Australia’s intelligence agency has warned politicians and public servants not to discuss sensitive or classified matters inside vehicles, including any vehicle that may be connected to the internet. ASIO Deputy Director-General Lisa Alonso Love told senate estimates that the advice applies to all cars, not just connected ones, but said connected vehicles can pose extra data-collection risks. Classified conversations, she said, should take place only in properly secured locations and not while travelling.
The warning comes as seven Chinese electric vehicle models were added to the taxpayer-funded fleet available to federal politicians, bringing the share of such vehicles under the parliamentarian vehicle scheme to about 30 percent. However, the issue is broader than electric vehicles or cars made in China. Any connected vehicle can present privacy and national security concerns because many modern cars continuously collect and transmit large amounts of data.
According to the Australian Signals Directorate, a connected vehicle is any car linked to the internet, whether through an embedded SIM card or a paired smartphone. Most major vehicles sold in Australia with connected services gather data from drivers and passengers and send it to manufacturers. Industry research cited in the report indicates that the proportion of internet-connected cars on the road has been rising rapidly and is expected to keep increasing over the next several years.

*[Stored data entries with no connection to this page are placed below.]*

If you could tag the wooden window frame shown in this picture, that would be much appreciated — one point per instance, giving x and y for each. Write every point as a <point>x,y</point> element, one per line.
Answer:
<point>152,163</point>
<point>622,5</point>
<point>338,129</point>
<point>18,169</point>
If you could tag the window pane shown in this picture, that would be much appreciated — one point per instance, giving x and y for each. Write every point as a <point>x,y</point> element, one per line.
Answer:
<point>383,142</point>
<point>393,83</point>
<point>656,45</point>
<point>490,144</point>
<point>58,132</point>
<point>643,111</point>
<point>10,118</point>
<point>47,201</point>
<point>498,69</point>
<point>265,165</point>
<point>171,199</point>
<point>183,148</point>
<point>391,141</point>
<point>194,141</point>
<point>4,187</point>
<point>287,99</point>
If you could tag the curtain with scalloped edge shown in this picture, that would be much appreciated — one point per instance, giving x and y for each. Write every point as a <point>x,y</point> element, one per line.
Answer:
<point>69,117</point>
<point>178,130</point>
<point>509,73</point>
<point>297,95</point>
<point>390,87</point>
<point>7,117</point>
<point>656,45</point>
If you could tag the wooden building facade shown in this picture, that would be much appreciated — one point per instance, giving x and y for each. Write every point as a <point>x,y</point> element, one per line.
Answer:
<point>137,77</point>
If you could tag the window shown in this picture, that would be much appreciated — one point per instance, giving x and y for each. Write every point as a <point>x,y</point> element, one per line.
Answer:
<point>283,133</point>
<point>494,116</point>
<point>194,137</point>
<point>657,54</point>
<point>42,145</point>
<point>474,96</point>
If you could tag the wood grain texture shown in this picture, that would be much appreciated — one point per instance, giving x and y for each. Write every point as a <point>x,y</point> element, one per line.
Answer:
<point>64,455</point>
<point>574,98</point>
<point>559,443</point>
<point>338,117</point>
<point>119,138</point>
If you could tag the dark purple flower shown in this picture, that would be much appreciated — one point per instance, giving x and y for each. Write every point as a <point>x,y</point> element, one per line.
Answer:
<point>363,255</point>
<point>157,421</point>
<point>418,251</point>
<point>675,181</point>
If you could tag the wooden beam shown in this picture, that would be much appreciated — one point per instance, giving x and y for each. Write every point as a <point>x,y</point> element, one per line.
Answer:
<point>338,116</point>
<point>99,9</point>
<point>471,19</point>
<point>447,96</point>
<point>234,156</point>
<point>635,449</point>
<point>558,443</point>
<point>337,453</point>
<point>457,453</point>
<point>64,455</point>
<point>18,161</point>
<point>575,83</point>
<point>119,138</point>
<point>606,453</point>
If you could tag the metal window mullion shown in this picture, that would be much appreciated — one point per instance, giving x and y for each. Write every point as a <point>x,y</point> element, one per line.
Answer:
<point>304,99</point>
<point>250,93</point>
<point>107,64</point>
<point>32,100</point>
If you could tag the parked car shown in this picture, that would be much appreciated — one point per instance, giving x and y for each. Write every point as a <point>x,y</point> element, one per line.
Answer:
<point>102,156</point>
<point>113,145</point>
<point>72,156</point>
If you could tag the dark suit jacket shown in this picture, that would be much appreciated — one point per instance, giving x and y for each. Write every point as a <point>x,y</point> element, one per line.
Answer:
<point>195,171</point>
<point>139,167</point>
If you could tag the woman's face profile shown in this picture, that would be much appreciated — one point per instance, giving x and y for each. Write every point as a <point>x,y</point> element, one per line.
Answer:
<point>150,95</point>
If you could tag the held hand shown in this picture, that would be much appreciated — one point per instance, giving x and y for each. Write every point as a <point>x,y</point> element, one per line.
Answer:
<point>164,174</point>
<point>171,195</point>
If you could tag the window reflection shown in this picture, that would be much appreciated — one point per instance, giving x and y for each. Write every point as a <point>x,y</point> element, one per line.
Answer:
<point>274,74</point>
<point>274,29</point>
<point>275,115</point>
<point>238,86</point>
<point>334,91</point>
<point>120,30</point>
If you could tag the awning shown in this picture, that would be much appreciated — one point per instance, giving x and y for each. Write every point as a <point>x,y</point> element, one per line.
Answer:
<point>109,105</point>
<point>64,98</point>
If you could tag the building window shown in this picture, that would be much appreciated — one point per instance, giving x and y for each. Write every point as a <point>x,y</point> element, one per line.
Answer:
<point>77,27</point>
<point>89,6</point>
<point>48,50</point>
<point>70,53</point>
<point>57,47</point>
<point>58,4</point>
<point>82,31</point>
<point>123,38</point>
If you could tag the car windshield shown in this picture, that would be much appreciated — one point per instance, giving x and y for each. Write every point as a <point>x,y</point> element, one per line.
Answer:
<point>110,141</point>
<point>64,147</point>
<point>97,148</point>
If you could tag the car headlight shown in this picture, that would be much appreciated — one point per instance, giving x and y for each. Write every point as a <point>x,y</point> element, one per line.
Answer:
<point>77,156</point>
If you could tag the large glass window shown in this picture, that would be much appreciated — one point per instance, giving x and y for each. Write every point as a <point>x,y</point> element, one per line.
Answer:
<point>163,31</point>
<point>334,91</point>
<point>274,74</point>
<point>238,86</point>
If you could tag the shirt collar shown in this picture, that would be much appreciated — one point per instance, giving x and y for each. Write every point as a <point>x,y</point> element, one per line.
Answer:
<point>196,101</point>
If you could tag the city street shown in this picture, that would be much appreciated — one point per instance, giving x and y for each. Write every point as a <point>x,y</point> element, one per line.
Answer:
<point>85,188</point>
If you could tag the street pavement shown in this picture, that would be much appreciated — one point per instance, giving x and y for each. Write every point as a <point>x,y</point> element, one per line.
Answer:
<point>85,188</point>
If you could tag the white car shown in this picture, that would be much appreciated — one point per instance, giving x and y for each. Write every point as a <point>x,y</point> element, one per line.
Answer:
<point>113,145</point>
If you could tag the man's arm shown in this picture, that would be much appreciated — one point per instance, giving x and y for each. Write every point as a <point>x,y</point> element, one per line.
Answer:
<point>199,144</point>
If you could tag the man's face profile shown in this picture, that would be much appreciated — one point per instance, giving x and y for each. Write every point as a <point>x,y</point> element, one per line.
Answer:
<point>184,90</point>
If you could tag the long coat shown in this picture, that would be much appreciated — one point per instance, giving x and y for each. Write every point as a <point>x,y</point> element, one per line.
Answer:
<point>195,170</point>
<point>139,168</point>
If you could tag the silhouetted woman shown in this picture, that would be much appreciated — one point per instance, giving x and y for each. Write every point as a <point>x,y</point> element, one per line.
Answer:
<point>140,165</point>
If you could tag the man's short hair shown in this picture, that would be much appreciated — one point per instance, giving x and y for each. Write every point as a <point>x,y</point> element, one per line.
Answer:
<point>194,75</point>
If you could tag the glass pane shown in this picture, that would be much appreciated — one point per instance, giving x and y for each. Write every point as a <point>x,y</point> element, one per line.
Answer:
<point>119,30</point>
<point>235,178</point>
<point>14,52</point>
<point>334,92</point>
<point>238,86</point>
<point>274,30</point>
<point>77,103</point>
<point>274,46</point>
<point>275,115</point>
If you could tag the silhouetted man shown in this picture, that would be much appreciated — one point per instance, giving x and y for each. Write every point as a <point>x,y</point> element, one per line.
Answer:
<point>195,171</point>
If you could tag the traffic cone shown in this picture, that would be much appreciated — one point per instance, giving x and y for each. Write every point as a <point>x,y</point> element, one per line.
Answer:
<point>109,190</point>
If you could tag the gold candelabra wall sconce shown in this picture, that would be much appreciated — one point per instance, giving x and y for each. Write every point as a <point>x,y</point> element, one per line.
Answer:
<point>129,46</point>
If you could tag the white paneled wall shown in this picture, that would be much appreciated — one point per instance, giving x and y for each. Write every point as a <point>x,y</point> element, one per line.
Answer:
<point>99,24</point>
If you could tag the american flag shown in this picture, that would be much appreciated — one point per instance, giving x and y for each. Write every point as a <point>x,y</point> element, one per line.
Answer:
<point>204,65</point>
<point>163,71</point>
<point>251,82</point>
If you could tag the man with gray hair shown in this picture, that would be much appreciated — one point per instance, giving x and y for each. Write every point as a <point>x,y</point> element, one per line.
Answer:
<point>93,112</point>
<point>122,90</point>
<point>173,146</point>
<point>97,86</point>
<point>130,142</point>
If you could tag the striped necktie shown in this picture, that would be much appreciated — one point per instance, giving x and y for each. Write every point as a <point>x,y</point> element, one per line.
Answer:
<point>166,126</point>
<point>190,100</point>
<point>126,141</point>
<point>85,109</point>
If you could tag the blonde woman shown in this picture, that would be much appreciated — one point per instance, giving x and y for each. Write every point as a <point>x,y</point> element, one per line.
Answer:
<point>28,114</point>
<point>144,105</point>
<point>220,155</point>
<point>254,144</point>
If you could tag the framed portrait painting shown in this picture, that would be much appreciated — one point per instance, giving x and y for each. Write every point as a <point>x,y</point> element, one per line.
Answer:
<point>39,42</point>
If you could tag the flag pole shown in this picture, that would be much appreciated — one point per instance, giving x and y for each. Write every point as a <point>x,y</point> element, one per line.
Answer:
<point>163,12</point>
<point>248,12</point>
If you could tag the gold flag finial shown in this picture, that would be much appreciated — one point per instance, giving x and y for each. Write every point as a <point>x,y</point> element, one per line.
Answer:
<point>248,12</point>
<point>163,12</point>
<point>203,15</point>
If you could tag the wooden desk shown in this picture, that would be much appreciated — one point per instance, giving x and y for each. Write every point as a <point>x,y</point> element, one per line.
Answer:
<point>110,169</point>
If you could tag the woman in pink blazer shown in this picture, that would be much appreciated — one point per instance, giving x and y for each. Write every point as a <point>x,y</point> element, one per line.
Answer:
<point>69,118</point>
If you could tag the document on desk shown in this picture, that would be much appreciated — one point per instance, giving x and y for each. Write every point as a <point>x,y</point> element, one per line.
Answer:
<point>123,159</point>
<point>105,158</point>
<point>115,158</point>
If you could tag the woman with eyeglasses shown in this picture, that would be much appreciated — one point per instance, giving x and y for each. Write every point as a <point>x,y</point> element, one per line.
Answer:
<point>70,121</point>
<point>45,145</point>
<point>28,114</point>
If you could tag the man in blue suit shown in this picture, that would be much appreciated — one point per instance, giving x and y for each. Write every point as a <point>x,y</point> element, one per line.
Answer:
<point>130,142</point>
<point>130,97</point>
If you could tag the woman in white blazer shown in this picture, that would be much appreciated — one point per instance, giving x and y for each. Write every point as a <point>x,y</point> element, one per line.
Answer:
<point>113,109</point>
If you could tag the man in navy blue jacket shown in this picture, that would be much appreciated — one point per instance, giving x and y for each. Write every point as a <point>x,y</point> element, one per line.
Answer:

The data collected by these vehicles can be extensive. Sensors embedded in seats, dashboards, engines, steering wheels and cameras can generate huge volumes of information every day. This can include precise location, speed, braking behaviour, seatbelt use, infotainment activity and signs that a driver may be sleepy or impaired. Some systems can also infer personal characteristics such as age, weight, race and facial expressions from in-car and location data.
Connected vehicles may also access information from smartphones linked by Bluetooth, including contacts, calendar entries, maps, habits and other personal details. Passenger privacy is also affected, because data collection may capture conversations and actions inside the vehicle. Sales agreements often place responsibility on drivers to inform passengers that sensors may record or collect information.
Privacy concerns are not limited to one brand or country of manufacture. A 2023 Mozilla report found that vehicles were among the worst products it reviewed for personal data collection, and none of the 25 cars examined passed its privacy review. The report said some manufacturers use the information to improve products, but vehicle data can also be shared with affiliates and data brokers and repackaged for sale. Reuters also reported in 2023 that Tesla employees had privately shared highly sensitive images and videos collected from customer vehicles.
Consumers can reduce some risks by reviewing privacy policies before buying, checking vehicle data practices through privacy-reporting tools, disabling optional connected features where possible and performing a full factory reset before selling or lending a car. However, opting out of certain data collection may limit some vehicle functions.